Foi exatamente nesse sentido o entendimento do Superior Tribunal de Justiça, no julgamento de recurso há pouco citado, com decisão proferida em 07/05/2019.

 

Vejamos:
“Dessa forma, tratando-se a presente hipótese de falta de acesso à integralidade da interceptação telefônica e não da falta de transcrição ou degravação integral das conversas obtidas, patente a nulidade.

 

De fato, a apresentação de parcela do produto extraído dos áudios, cuja filtragem foi estabelecida sem a presença do defensor, acarreta ofensa ao princípio da paridade de armas e ao direito à prova, porquanto a pertinência do acervo probatório não pode ser realizado apenas pela acusação, na medida em que gera vantagem desarrazoada em detrimento da defesa.”

Com referido entendimento, os Ministros do STJ decidiram por anular a prova existente no referido processo, situação que levou à absolvição dos acusados, já que o retorno do processo para 1ª Instância seria inviável no caso concreto, pelo decurso do tempo, e ocorrência da prescrição.

Situações processuais como essas acabam por causar impressão negativa em parte da população leiga acerca dos princípios constitucionais. Entretanto, o respeito às regras do jogo é algo fundamental num Estado Democrático de Direito, pois só assim abusos são evitados.

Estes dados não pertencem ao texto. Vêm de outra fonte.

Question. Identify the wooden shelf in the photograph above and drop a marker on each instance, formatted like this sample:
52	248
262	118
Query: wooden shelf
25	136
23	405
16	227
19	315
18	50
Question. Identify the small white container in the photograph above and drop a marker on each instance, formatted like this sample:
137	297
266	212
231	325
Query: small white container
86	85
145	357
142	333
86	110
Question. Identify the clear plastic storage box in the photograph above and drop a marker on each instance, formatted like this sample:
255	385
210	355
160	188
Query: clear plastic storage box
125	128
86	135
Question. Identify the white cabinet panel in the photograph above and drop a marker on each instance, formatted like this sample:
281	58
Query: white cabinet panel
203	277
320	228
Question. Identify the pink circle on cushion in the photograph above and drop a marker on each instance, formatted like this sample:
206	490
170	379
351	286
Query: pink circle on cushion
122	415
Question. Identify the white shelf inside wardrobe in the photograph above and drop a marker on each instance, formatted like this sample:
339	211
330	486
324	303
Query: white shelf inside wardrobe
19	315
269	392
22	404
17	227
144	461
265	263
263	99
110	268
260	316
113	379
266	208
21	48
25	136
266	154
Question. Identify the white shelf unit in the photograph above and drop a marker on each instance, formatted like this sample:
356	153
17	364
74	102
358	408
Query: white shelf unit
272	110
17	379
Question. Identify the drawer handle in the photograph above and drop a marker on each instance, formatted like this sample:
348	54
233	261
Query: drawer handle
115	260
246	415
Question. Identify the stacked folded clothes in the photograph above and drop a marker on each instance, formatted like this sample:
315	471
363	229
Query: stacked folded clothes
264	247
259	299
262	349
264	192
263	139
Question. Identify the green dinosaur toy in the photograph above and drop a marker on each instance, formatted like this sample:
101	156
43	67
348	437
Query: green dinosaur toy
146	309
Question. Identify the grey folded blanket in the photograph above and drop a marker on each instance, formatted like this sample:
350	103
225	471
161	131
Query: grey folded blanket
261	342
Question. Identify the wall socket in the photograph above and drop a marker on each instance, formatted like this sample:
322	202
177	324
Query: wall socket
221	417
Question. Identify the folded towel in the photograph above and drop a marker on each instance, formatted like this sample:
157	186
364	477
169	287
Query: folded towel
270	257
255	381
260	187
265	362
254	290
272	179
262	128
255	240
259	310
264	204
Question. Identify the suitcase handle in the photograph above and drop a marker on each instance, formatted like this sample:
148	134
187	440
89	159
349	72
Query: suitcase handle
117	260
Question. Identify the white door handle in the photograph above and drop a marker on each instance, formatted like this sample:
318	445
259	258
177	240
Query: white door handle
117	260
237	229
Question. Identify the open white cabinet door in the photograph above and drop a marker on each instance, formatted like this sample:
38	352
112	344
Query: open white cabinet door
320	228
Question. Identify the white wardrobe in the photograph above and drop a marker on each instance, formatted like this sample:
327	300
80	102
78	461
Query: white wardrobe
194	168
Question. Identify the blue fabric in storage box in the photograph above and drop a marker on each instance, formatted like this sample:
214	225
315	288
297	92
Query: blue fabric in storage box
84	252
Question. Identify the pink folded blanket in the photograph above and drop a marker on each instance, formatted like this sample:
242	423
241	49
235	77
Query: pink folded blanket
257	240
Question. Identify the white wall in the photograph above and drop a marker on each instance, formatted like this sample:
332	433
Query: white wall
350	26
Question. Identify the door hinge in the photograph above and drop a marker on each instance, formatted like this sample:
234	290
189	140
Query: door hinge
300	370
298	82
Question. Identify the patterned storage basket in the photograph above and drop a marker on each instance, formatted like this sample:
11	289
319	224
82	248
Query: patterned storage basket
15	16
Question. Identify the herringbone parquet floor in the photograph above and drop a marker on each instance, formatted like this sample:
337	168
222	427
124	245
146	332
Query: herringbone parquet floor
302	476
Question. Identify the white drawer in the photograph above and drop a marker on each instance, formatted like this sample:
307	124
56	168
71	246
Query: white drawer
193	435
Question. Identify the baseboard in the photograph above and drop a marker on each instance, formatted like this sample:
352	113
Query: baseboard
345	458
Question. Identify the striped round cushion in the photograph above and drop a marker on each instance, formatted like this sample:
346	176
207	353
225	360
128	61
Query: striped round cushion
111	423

Em que pese os tempos atuais que vivemos, onde há um clamor da população para que seja dado um fim à criminalidade, a Justiça não pode ser feita de maneira arbitrária, ditatorial, divorciada das regras legais.

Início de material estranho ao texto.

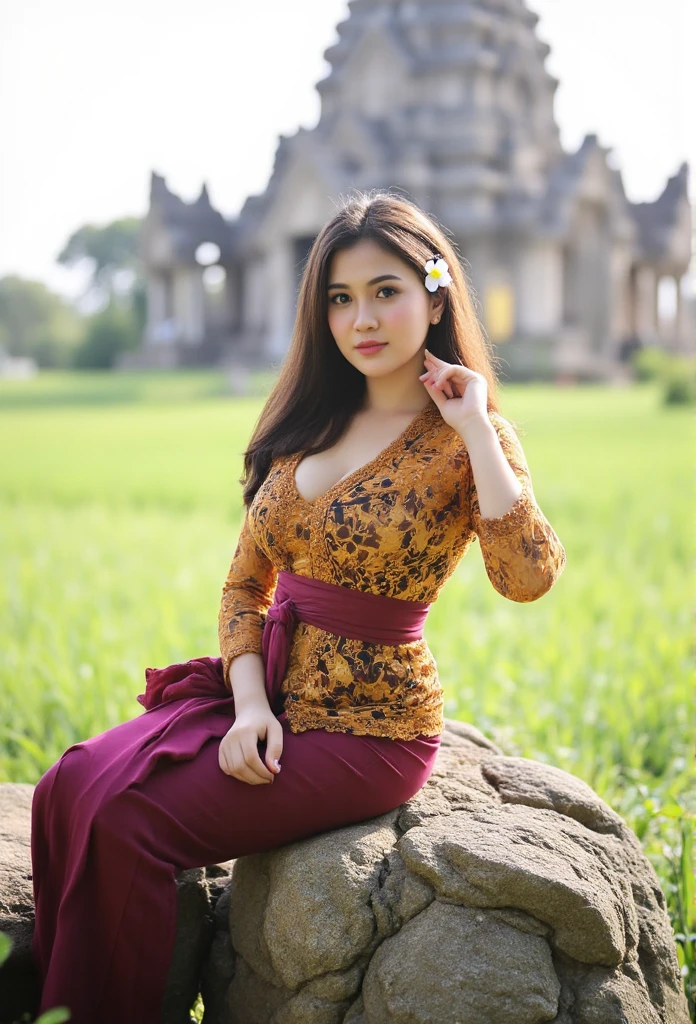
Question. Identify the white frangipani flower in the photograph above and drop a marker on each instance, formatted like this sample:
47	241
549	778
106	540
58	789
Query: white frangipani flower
437	274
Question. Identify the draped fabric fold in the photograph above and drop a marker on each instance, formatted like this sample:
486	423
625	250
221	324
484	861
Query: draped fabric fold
345	611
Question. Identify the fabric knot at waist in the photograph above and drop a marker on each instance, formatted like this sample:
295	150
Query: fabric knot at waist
352	613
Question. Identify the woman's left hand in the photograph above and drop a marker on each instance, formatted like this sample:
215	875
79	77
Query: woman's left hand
460	393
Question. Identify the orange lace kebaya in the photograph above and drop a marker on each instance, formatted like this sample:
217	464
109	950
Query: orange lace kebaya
396	526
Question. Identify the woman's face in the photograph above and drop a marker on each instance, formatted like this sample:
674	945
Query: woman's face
375	295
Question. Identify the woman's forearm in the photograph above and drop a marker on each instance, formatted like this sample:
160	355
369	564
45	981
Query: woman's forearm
496	485
248	680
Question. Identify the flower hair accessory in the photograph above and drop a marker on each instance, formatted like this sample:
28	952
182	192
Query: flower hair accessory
437	273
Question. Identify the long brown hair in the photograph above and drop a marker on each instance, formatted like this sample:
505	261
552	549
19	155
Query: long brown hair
317	391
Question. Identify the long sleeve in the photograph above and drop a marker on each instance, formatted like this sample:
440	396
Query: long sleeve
522	554
247	595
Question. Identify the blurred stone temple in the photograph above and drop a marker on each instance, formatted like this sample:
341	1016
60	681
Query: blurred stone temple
450	103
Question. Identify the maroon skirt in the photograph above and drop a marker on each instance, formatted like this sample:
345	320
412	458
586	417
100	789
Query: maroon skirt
119	815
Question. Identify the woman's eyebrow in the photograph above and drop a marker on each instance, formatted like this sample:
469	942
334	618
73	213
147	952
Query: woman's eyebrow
375	281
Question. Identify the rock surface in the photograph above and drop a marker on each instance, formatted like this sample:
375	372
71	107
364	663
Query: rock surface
505	892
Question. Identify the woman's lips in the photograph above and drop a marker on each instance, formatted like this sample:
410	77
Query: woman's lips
366	349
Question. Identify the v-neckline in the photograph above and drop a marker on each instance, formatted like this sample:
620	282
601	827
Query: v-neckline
346	481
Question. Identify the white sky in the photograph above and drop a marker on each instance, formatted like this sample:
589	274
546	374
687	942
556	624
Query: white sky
95	95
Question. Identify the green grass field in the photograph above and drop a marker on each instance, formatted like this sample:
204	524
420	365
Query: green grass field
120	507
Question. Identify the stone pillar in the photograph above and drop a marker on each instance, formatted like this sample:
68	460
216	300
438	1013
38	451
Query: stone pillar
646	304
157	305
189	308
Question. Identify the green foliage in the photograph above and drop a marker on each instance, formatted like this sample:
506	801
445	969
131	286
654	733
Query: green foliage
680	382
109	333
55	1016
119	521
112	247
649	363
676	373
36	323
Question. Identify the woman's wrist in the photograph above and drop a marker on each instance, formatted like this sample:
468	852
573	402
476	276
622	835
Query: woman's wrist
248	681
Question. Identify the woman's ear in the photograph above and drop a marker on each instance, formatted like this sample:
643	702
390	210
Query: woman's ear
436	306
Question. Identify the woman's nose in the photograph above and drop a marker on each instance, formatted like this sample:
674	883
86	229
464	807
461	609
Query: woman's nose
364	317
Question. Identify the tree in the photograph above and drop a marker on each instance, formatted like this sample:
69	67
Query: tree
107	333
113	248
37	323
118	280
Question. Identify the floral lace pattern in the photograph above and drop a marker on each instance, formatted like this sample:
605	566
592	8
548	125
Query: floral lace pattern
396	526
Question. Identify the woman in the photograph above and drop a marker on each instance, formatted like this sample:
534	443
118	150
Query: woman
379	457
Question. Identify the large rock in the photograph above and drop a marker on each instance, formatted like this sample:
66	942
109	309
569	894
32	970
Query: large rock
505	892
198	892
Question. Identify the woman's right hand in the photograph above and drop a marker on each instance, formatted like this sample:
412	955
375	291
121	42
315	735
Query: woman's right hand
238	755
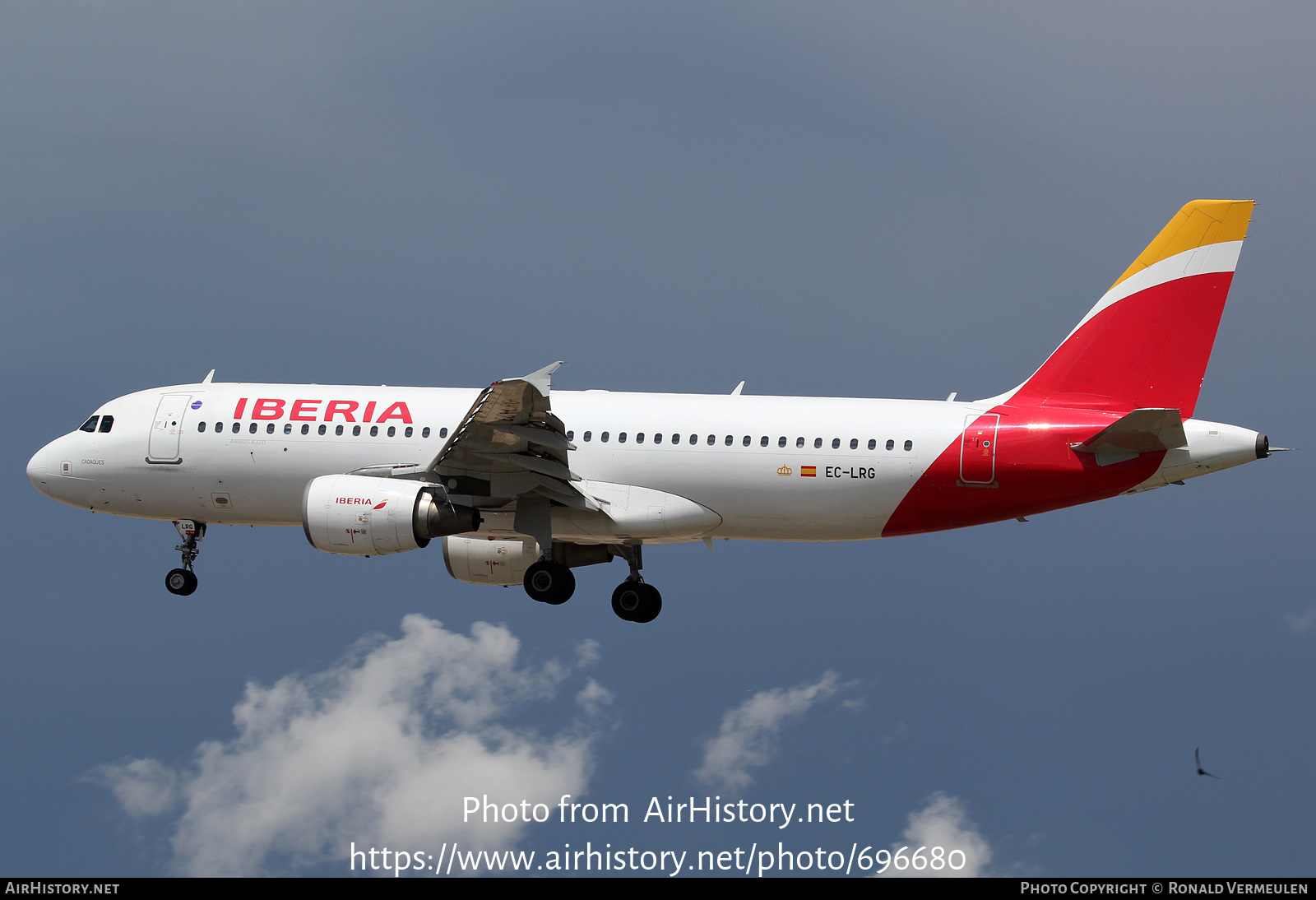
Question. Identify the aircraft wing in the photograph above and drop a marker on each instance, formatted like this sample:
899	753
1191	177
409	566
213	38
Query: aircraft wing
510	445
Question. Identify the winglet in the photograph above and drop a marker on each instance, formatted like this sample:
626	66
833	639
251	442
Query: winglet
541	379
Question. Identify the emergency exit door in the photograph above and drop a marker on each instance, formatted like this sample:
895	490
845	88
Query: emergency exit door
978	450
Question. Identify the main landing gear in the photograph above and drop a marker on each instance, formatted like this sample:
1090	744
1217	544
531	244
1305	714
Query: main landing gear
552	582
183	581
635	601
549	582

O respeito aos princípios constitucionais é algo fundamental para que possa ser possível o nosso convívio em sociedade.

O momento pelo qual passa um país, sua situação econômica ou mesma sua sede de Justiça, não pode servir para ultrapassarmos princípios básicos do direito, existentes há centenas de anos e responsáveis pela construção do que somos atualmente como sociedade.

Só quem já se viu envolvido injustamente em um processo judicial sabe o quão importante é que sejam respeitadas as regras do jogo.

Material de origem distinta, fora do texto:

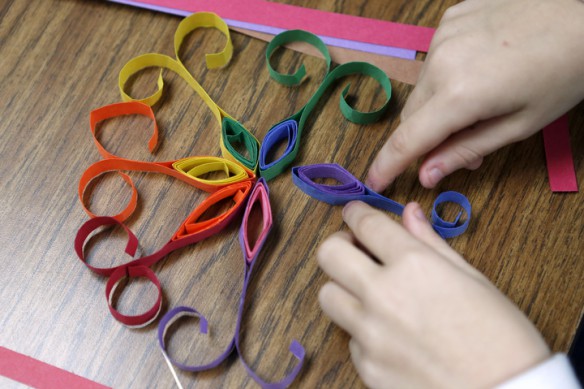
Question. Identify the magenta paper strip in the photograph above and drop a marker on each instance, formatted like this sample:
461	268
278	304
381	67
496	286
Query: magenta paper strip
323	23
348	44
37	374
558	153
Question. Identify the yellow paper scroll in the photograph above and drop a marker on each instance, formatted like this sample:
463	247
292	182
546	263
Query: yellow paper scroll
232	132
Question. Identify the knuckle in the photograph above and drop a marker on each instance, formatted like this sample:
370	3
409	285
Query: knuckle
326	250
324	295
368	371
368	223
452	13
398	143
466	155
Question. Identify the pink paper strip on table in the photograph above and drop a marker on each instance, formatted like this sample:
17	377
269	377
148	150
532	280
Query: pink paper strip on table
37	374
331	41
266	16
319	22
558	153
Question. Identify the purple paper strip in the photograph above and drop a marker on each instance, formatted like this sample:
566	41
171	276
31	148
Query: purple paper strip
348	44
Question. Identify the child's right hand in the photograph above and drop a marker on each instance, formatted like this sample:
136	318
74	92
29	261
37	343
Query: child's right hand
497	71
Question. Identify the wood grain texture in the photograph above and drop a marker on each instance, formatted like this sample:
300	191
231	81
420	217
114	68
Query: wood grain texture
60	59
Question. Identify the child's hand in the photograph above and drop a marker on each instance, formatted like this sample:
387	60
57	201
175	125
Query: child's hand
421	316
497	71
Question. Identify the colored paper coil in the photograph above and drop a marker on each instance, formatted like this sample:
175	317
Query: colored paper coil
251	250
351	189
232	132
290	129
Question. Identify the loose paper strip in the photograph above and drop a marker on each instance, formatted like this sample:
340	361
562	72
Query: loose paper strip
558	153
290	17
260	194
38	374
399	69
351	189
252	27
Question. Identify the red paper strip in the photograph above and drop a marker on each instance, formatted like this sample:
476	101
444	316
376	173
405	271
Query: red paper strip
325	23
558	153
37	374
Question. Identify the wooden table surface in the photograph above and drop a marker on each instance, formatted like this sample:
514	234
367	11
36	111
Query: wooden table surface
60	59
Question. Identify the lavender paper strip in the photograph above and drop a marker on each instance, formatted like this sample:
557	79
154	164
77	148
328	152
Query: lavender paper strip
348	44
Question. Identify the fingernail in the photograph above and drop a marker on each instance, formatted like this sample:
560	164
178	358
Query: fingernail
420	214
435	175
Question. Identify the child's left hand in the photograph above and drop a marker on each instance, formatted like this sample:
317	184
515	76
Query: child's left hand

Ainda acerca do julgado do STJ, os Ministros entenderam que a ausência da gravação total da interceptação telefônica permitiria a existência de diálogos descontextualizados, tirando a legalidade da prova obtida para a acusação.

Após referida decisão, a acusação ingressou com recurso para o Supremo Tribunal Federal, o qual irá reanalisar tal questão e, tratando-se de clara afronta a princípios da nossa Constituição, é pouco provável que o STF, justamente o tribunal responsável por fazer cumprir a Constituição, modifique a decisão da 6ª Turma do STJ.

Devemos sempre torcer para que sejam respeitadas as diretrizes de um estado democrático de direito, de modo que o processo penal não vire uma loteria para a acusação, mas sim que o processo respeite plenamente as normas legais.

Autor: Álvaro Henrique El Takach de Souza Sanches, advogado, especialista em ciências penais.